According to the state-run Athens News Agency, in Riyadh Dendias also met with Foreign Minister Faisal bin Farhan Al Saud, State Minister for Foreign Affairs Adel al-Jubeir and the governor of the public investment fund, Yasir Othman Al-Rumayyan.
And while Dendias will travel on to Amman on Thursday, much of the focus of the trip has been on Abu Dhabi, where he is due to arrive on Wednesday.
“It’s the result of a proposal of [the previous, Syriza government] to create a new tripartite forum between Greece, Cyprus and the UAE,” a former diplomat told Al Jazeera on condition of anonymity. “It’s an attempt to answer the latest challenges in Greek-Turkish relations.”

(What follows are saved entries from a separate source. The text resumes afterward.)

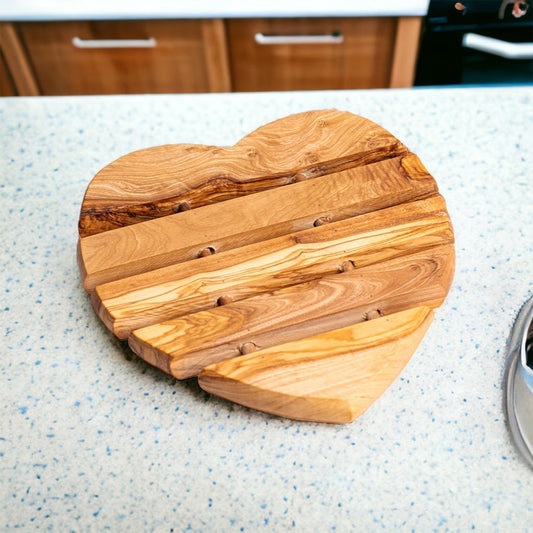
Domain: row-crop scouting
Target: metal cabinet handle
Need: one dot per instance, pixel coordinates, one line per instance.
(331, 38)
(497, 47)
(114, 43)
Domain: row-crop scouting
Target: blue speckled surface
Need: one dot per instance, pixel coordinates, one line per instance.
(92, 438)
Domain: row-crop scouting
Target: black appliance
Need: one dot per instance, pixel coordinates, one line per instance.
(476, 43)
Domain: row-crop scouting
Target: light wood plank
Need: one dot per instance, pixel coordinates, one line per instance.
(184, 346)
(241, 221)
(332, 377)
(160, 181)
(155, 296)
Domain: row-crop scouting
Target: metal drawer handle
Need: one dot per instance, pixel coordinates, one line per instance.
(331, 38)
(498, 48)
(114, 43)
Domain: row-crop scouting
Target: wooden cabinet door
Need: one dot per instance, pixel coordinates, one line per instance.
(312, 53)
(6, 83)
(105, 57)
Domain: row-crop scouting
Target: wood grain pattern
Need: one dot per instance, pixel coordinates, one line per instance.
(152, 297)
(176, 64)
(362, 60)
(240, 221)
(183, 346)
(163, 180)
(332, 377)
(17, 61)
(405, 52)
(294, 272)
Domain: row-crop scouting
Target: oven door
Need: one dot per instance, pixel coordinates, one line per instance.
(476, 47)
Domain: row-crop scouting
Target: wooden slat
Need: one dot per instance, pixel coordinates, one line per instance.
(155, 296)
(332, 377)
(160, 242)
(184, 346)
(160, 181)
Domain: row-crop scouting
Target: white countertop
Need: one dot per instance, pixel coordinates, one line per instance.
(94, 439)
(137, 9)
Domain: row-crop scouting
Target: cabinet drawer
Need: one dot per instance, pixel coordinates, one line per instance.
(6, 83)
(105, 57)
(311, 53)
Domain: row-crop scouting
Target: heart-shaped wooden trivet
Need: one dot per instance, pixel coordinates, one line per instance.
(295, 272)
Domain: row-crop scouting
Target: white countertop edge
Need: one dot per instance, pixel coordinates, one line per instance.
(35, 10)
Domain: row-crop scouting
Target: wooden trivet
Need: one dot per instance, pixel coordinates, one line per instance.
(295, 272)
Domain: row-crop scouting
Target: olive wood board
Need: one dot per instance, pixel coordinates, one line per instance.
(295, 272)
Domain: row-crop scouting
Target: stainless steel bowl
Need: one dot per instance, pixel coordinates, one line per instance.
(519, 382)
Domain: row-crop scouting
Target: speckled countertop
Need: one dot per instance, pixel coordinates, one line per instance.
(93, 439)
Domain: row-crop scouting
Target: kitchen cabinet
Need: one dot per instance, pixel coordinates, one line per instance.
(6, 83)
(105, 57)
(208, 55)
(310, 53)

Under the left-wing Syriza government, Greece and Cyprus created political arenas with Jordan, Palestine, Israel and Egypt, in an effort to pool their diplomatic clout and face what they see as a growing Turkish threat. Dendias and his Cypriot counterpart were both in Abu Dhabi last month.
“The UAE are our closest Arab ally after Egypt,” the former diplomat said. “In addition to trade interests, Greece and the UAE have carried out joint military exercises.”
Efthymios Tsiliopoulos is a defence analyst with Defence-point.gr. “UAE Mirage fighter jets participated in the multinational air force exercise Iniohos in 2017 and in April this year, along with fighters from the United States, Greece, Israel and Italy at the Andravida Air Force Base, in southern Greece,” he told Al Jazeera.
“The Military Cooperation Programme [MCP] between Greece and the UAE was signed in Athens on December 9. The MCP includes actions in the areas of business, exercises, training and information.”
Greece has embarked on a diplomatic counteroffensive to isolate Turkey and make sure Ankara’s agreement with Tripoli never enters into force.
Ahead of his Arab tour, Dendias met United Nations Secretary-General Antonio Guterres in Geneva on Monday.
Greece has asked the UN not to register the Turkey-Libya agreement in its archive, saying it is contrary to the international Law of the Sea, noting it has been denounced by the US and Russia, as well as regional neighbours Israel and Egypt. Libya has reportedly made a similar request to the UN.
Guterres has said he will refer the matter to the UN’s legal services department.
Last week the European Union said the deal “infringes upon the sovereign rights of third states, does not comply with the Law of the Sea and cannot produce any legal consequences for third states” – meaning the EU does not consider it legally binding on EU member Greece.
“The European Council unequivocally reaffirms its solidarity with Greece and Cyprus regarding these actions by Turkey,” the EU said in a statement.
The EU has also threatened to sanction Turkey for sending state exploration vessels to look for oil and gas in the Exclusive Economic Zone of EU member Cyprus.
A Greek diplomatic official said Athens was also speeding up processes to agree on the delineation of its maritime boundaries with Italy and Egypt.